Open Source Model Management through REST APIs: Registration

0

The model management process, which is part of ModelOps, consists of registration, deployment, monitoring and retraining. This post is part of a series examining the model management process, orchestrated through the Model Manager (MM) APIs. The focus of part one is on model registration, specifically on using the APIs from Python to register a Python model into MM. This piece is for users familiar with MM, but not with using the APIs. Subsequent posts cover scoring and monitoring open-source models and integrating with CI/CD pipeline tools.

SAS Model Manager allows for the management of both SAS and open-source models in a single, centralized repository. This is normally achieved through an intuitive graphical user interface (GUI), but for open-source users, a more favorable method is accessing MM through its APIs. APIs, which stands for Application Programming Interface, are a software layer between MM and open-source clients to allow those clients to access the MM functionality.

Why?

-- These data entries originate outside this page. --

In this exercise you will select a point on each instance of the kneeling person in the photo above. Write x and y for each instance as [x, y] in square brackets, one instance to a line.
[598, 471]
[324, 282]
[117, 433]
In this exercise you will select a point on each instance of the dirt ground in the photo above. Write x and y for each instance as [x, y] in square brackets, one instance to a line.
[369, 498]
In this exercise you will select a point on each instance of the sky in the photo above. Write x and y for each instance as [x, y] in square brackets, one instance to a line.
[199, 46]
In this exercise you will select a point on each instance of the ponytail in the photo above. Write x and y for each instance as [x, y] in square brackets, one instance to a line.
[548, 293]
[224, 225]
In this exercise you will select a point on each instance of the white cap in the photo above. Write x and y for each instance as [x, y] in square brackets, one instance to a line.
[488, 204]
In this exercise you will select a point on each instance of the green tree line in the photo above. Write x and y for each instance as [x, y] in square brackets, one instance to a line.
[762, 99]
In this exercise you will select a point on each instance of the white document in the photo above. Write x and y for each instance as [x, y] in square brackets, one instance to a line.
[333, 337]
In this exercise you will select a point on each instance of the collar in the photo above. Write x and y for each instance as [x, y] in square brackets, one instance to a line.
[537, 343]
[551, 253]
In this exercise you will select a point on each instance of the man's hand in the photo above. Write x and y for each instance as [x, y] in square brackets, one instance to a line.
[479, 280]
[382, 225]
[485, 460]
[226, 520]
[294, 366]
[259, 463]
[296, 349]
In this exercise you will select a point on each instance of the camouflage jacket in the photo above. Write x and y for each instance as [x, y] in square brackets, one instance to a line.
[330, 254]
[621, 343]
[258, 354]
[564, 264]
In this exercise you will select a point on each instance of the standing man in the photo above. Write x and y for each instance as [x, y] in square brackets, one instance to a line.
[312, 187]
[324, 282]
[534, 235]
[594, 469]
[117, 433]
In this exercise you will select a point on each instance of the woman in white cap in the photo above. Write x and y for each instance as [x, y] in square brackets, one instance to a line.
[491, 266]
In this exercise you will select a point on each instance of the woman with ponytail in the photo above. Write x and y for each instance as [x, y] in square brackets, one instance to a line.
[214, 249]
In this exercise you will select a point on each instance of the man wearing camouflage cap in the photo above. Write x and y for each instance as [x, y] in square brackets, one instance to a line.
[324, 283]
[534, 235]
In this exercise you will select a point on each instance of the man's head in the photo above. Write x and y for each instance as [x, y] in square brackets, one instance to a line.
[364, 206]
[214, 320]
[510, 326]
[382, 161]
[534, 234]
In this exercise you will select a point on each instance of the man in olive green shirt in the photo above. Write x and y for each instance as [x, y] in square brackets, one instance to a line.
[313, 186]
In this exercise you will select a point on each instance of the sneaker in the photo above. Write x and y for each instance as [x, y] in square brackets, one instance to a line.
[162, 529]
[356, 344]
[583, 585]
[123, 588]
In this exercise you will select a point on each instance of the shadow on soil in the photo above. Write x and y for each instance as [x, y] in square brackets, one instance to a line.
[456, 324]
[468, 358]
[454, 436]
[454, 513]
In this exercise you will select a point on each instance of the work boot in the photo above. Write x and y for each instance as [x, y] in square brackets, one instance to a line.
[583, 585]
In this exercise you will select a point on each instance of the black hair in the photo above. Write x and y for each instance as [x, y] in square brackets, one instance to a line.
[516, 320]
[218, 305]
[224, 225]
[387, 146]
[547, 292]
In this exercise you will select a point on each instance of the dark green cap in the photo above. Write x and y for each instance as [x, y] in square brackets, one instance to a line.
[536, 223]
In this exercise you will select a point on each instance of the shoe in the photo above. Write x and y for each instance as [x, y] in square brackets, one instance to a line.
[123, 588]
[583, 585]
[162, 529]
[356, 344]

By using the Model Manager APIs:

  1. Model management seamlessly integrates within open-source notebooks and IDEs.
  2. Customers can build custom applications on-top of the MM functionality.
  3. SAS Model Manager is embedded within advanced ModelOps processes involving DevOps and CI/CD.

Making API Requests in Python

As stated above, the API provides the client (in this case, Python) a way to access the MM functionality. For example, if you want to create a new model, instead of clicking “New Model” in the GUI, you could execute the following Python code:

create_model = requests.post(
url = "http://yourViyaServer.com/modelRepository/models",
headers = {"Authorization": auth_token, "Content-Type": "application/vnd.sas.models.model+json"},
data = {"name": "Python_GradientBoost","projectId": project_id}
}

This preceding code represents an API request, where you make a call to the Viya server to interact with a specific resource. With MM, possible resources include models, model projects, repositories, performance definitions and so on. While this post will not detail specific API concepts – understand that as part of the API request you normally provide the following information:

  • URL of the API resource – this is the Viya server URL followed by the API endpoint that indicates what resource we are interacting with.
  • API Headers – the metadata of the API request. This can be quite detailed, but the most common header information provided includes the Authentication method (to authenticate the request) and the Content-Type (which is the data type of the resource).
  • API Body Data – the data of the API request. For this request, this is the metadata for the model we want to create.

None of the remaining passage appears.